Donna (miope) al volante…

Nancy L Neff racconta:

<< Quando si guida un veicolo, è essenziale avere una vista chiara e precisa. Dobbiamo vedere le altre auto, come si muovono e se segnalano (o meno!), rimanere nella nostra corsia e prestare attenzione anche agli indicatori all’interno dell’auto. Tutto questo può sembrare opprimente, una fonte di stress e di difficoltà, ma potrebbe invece essere un’occasione di apprendimento e un’opportunità per esercitarsi a migliorare gradualmente le nostre capacità e la nostra sicurezza. Tutte cose che, beninteso, valgono anche per il percorso di miglioramento della vista di una persona.

Non vorrei essere qui

Una delle abitudini personali che mi ha causato più problemi è la mia fretta di superare il più rapidamente possibile la situazione attuale in cui mi sento a disagio, per potermi rilassare. Questo non funziona quando sono al volante, quando bisogna essere pienamente presenti, prestando attenzione al vicino e al lontano, alla sinistra e alla destra. E la vista cambia continuamente se sono in movimento, molto di più di quando sono ferma. Questo significa stare continuamente all’erta e rimanere presente, in modo da poter notare immediatamente qualsiasi cosa sia diversa rispetto a un attimo fa.

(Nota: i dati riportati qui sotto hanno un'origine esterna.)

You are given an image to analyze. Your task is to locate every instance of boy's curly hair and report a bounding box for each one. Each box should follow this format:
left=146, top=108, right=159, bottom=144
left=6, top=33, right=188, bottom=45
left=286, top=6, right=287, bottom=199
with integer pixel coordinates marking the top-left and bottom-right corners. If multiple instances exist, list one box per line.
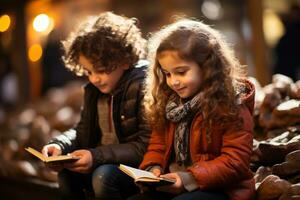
left=62, top=12, right=146, bottom=76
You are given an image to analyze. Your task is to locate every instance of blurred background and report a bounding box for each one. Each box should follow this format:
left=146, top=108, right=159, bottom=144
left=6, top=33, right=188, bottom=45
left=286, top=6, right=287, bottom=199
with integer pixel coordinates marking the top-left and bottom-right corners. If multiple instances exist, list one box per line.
left=0, top=0, right=300, bottom=199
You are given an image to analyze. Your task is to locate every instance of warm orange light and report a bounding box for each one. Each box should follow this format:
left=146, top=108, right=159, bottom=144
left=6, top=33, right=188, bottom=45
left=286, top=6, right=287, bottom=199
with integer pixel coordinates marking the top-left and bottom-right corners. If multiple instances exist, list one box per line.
left=33, top=14, right=51, bottom=32
left=28, top=44, right=43, bottom=62
left=0, top=15, right=10, bottom=32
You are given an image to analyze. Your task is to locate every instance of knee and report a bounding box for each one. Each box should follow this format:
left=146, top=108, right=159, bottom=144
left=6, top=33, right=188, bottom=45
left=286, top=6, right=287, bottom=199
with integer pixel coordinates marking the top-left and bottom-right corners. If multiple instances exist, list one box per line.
left=92, top=164, right=118, bottom=197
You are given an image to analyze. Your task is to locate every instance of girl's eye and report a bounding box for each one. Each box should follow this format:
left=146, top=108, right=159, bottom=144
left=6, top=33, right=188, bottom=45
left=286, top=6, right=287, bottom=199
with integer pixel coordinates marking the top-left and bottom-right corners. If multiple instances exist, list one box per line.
left=96, top=69, right=106, bottom=74
left=83, top=69, right=91, bottom=76
left=177, top=71, right=186, bottom=75
left=164, top=72, right=171, bottom=77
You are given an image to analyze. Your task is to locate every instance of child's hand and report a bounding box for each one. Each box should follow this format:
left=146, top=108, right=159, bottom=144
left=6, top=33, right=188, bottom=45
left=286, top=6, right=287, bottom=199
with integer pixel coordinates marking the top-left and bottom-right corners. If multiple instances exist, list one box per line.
left=64, top=149, right=93, bottom=173
left=135, top=167, right=161, bottom=193
left=151, top=168, right=161, bottom=177
left=156, top=173, right=185, bottom=194
left=42, top=144, right=62, bottom=157
left=42, top=144, right=64, bottom=172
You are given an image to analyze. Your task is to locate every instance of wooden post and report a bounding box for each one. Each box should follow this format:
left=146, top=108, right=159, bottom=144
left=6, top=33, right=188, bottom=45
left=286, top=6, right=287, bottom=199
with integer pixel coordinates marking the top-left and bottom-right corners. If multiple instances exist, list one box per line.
left=246, top=0, right=271, bottom=85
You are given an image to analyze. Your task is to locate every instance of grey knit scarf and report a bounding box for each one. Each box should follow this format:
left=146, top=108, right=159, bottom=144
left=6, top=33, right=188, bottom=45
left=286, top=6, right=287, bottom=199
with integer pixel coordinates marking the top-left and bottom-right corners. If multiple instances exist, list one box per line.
left=166, top=95, right=200, bottom=165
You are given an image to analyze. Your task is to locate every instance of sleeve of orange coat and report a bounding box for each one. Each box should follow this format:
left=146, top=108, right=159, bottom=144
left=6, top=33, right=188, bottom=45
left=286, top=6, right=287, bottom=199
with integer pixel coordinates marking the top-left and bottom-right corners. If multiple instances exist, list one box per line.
left=140, top=131, right=166, bottom=169
left=188, top=105, right=253, bottom=189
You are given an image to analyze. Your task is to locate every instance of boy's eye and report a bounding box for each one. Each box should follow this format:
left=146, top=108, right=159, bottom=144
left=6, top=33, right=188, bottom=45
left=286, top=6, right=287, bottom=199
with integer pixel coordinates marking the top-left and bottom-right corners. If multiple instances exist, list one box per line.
left=83, top=69, right=91, bottom=76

Quando ho iniziato a guidare l’auto anni fa, ero sempre tesa e nervosa. Essendo una persona con una forte tendenza alla miopia fin dalla prima infanzia, la vicinanza mi dava sicurezza, ad esempio tra le pagine di un libro, mentre la distanza mi sembrava pericolosa e spaventosa. Ora, è provato che l’occhio umano è più rilassato quando guarda in lontananza piuttosto che da vicino. Ma all’inizio questo mi sembrava controintuitivo, dato che mi sentivo molto più a mio agio a guardare da vicino.

Con un po’ di tempo, concentrazione dedicata e ripetizione, questo nuovo modello si è finalmente radicato nel mio sistema di credenze, poi nelle mie abitudini: rilassare lo sguardo e la mente per guardare lontano aiuta il mio sistema visivo a percepire di più, senza dovermi sforzare troppo per vedere. Alla fine, questo ha cominciato a diventare automatico. Se ora si insinua la tensione e l’affaticamento degli occhi, uno dei miei rimedi preferiti, oltre a battere le palpebre, chiudere gli occhi o fare palming, è semplicemente spostare lo sguardo in lontananza. Lontano può voler dire l’altro lato della stanza o fuori dalla finestra quando sono in casa, o guardare in fondo alla strada quando guido.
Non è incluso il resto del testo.